L’incontro nasce da una proposta avanzata ai ragazzi al termine di un pranzo in mensa, il giorno dopo i fatti di Parigi. L’idea era semplice: “A noi la violenza e la paura non piacciono: se non piacciono nemmeno a voi perché non pensiamo assieme a qualcosa da fare per prendere le distanze da tutto questo? Per dire che a noi non vanno bene le cose così? Per dire che non parlano per noi le stragi, gli attentati, le bombe, gli omicidi. Non solo in Francia, ma anche in Nigeria, in Russia, in Mali, in Israele o in qualunque altro Paese succedano”. Loro ci sono stati, alcuni si sono entusiasmati, hanno accolto l’idea con un applauso sentito che ha coinvolto tutte le persone presenti.

E così eccoci qui.

Prima timidamente, poi con sempre maggiore convinzione, ciascuno cerca di dare il suo contributo. Io stesso, il direttore, gli operatori, gli ospiti. Ciascuno prende la parola e fa sentire la propria voce. Il discorso ci mette poco tempo a virare dalle idee pratiche (striscioni, bandiere, poesie) a temi più profondi. Ogni persona che alza la mano aggiunge un suo pezzettino, con fatica, superando le barriere della lingua e dell’imbarazzo. Chi timidamente e con parole stentate, chi con profondità e grandissime umanità e cultura, ogni voce aggiunge un tassello a un mosaico che mi sembra racchiudere il senso buono dell’essere umano. Quel senso profondo che, quando odio e paura attaccano, sa alzarsi per dire “no” con dignità, con fermezza e con mezzi diversi dal mettere in campo altro odio e altra paura.

Insieme immaginiamo.

Immaginiamo di poter creare qualcosa che possa rappresentare anche visivamente quello che forse qui dentro stiamo già creando da tempo, piccolo passo dopo piccolo passo: un incontro tra persone che nonostante le loro debolezze, le loro differenze, le loro storie spesso drammatiche, cercano di condividere un pezzetto di vita, ciascuno per le proprie ragioni, per poter essere tutti un pochino più felici.

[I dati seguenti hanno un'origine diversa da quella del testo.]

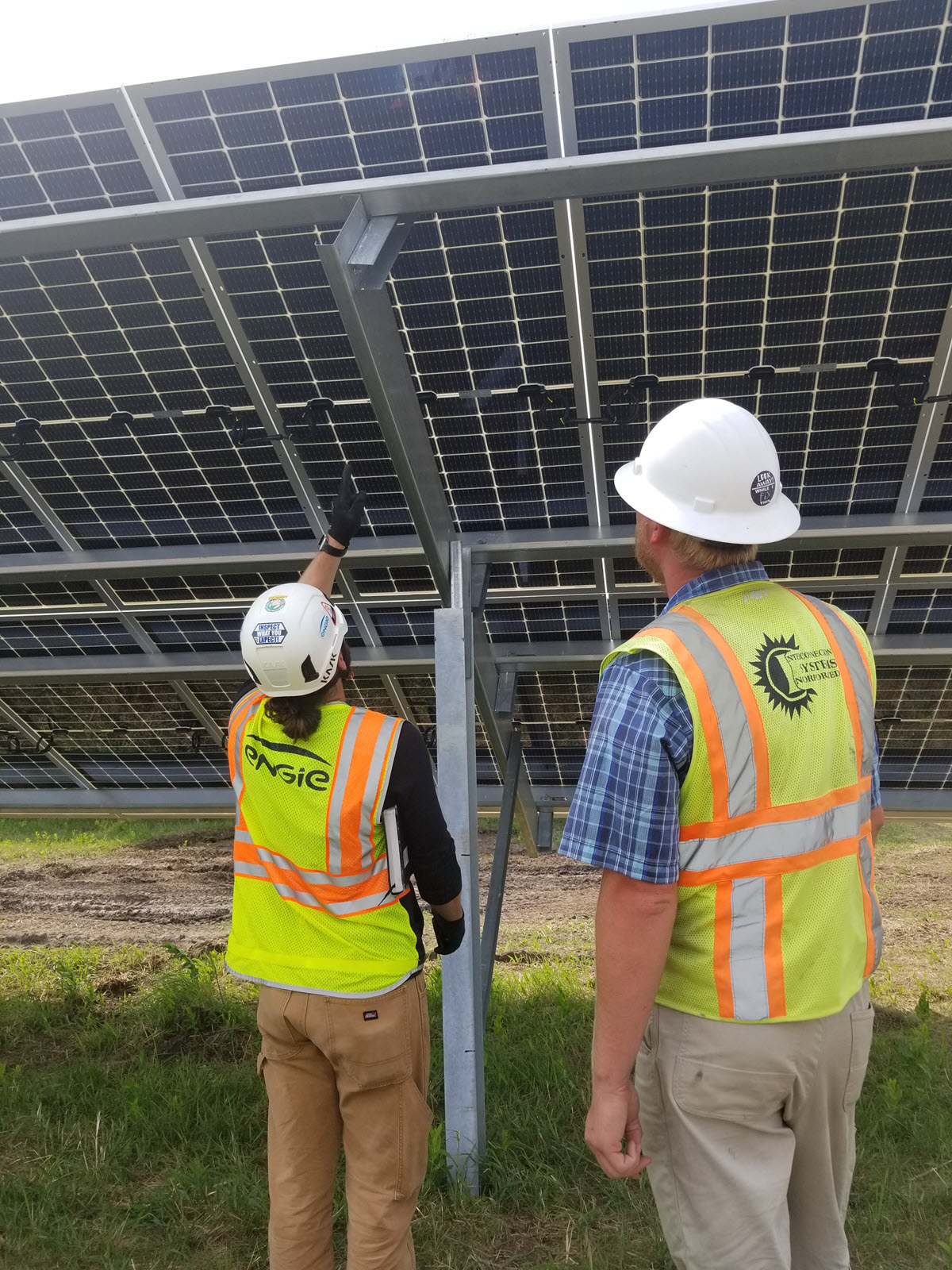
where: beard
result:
[635,521,664,583]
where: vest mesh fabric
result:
[605,582,874,1021]
[226,700,419,995]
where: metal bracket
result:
[495,671,519,719]
[471,563,490,614]
[536,806,552,855]
[347,216,415,291]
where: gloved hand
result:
[430,913,466,956]
[328,464,367,548]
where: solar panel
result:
[144,47,547,198]
[0,100,156,220]
[0,0,952,807]
[557,0,952,154]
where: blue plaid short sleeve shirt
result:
[559,563,880,883]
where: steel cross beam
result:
[0,512,952,581]
[866,298,952,637]
[0,635,952,686]
[0,446,222,745]
[0,119,952,256]
[536,44,620,644]
[116,89,413,719]
[317,197,538,853]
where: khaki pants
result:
[258,974,432,1270]
[635,984,873,1270]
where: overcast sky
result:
[0,0,728,102]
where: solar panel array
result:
[0,0,952,798]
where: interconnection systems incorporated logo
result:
[750,635,840,719]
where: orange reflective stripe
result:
[340,710,387,874]
[650,626,727,822]
[764,874,787,1018]
[716,874,734,1018]
[678,838,859,887]
[679,776,872,842]
[228,688,264,781]
[677,605,770,810]
[787,591,872,776]
[855,821,876,979]
[235,842,390,906]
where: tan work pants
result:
[258,974,432,1270]
[635,984,873,1270]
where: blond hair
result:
[668,529,757,573]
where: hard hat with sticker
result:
[251,622,288,648]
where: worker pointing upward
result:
[226,466,465,1270]
[560,398,882,1270]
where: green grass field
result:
[0,822,952,1270]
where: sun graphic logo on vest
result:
[750,633,840,719]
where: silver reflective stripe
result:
[681,790,869,872]
[808,595,876,776]
[274,883,393,917]
[255,847,387,887]
[859,836,882,970]
[360,715,404,868]
[730,878,770,1024]
[328,706,367,874]
[649,608,757,815]
[235,860,268,878]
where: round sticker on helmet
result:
[750,470,777,506]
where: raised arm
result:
[300,464,367,595]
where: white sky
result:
[0,0,728,103]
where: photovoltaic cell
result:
[4,682,227,789]
[0,103,156,220]
[137,48,547,198]
[876,665,952,787]
[585,167,952,519]
[563,0,952,154]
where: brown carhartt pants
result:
[258,974,432,1270]
[635,984,873,1270]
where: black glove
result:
[328,464,367,548]
[430,913,466,956]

Immaginiamo di disegnare una chiesa e una moschea, da cui escano persone che camminano vicine.

Immaginiamo bandiere di tutti i Paesi, mani di ogni colore, occhi, simboli di tutte le religioni. Tutti vicini. Non uguali, non fusi, non rinnegati, ma vicini l’un l’altro e disposti a restarci.

Immaginiamo che sia possibile dividere il cammino, vicini anche se diversi… uguali anche se diversi.

Immaginiamo pensieri – “quelli che usano l’odio sono quelli che ci hanno reso profughi” – citiamo i testi sacri – “chi uccide una vita uccide l’umanità intera” – ci rifacciamo alla voce dei social – “#notinmyname”.

Forse sono tutte cose banali, qualcuno potrà pensare. Forse. Forse è davvero così.

Però intanto qui e ora stiamo dimostrando che è possibile. Siamo insieme, cristiani, musulmani e atei. I nostri Paesi sono tanti: Italia, Mali, Costa D’Avorio, Guinea, Senegal, Albania, Kosovo, Bangladesh, Gambia, Togo, Nigeria, Burkina Faso, Eritrea e molti altri. Siamo qui e stiamo immaginando che ci sia altro nell’uomo oltre l’odio e oltre la paura. E stiamo dimostrando, nel piccolo, qui e ora, che è possibile farlo. Ma se è possibile qui, allora è possibile ovunque e in qualunque momento: ogni volta che una persona sa rompere il cerchio e dire “no” si apre una piccola porta per tutte le altre persone intorno, perché possano scegliere di provare a loro volta a essere il meglio che l’uomo ha da offrire. E forse è proprio nelle piccole cose banali che si possono fare queste scelte. Non nelle bombe o nei grandi gesti eroici. Non con una pistola, con un missile o con una pietra, ma con una stretta di mano, con un abbraccio, con il coraggio di guardare negli occhi le persone che abbiamo vicino e cominciare a vederle. Anche rischiando di essere colpiti. Anche rischiando di rimanere a terra. Sapendo che se succederà ne sarà valsa la pena.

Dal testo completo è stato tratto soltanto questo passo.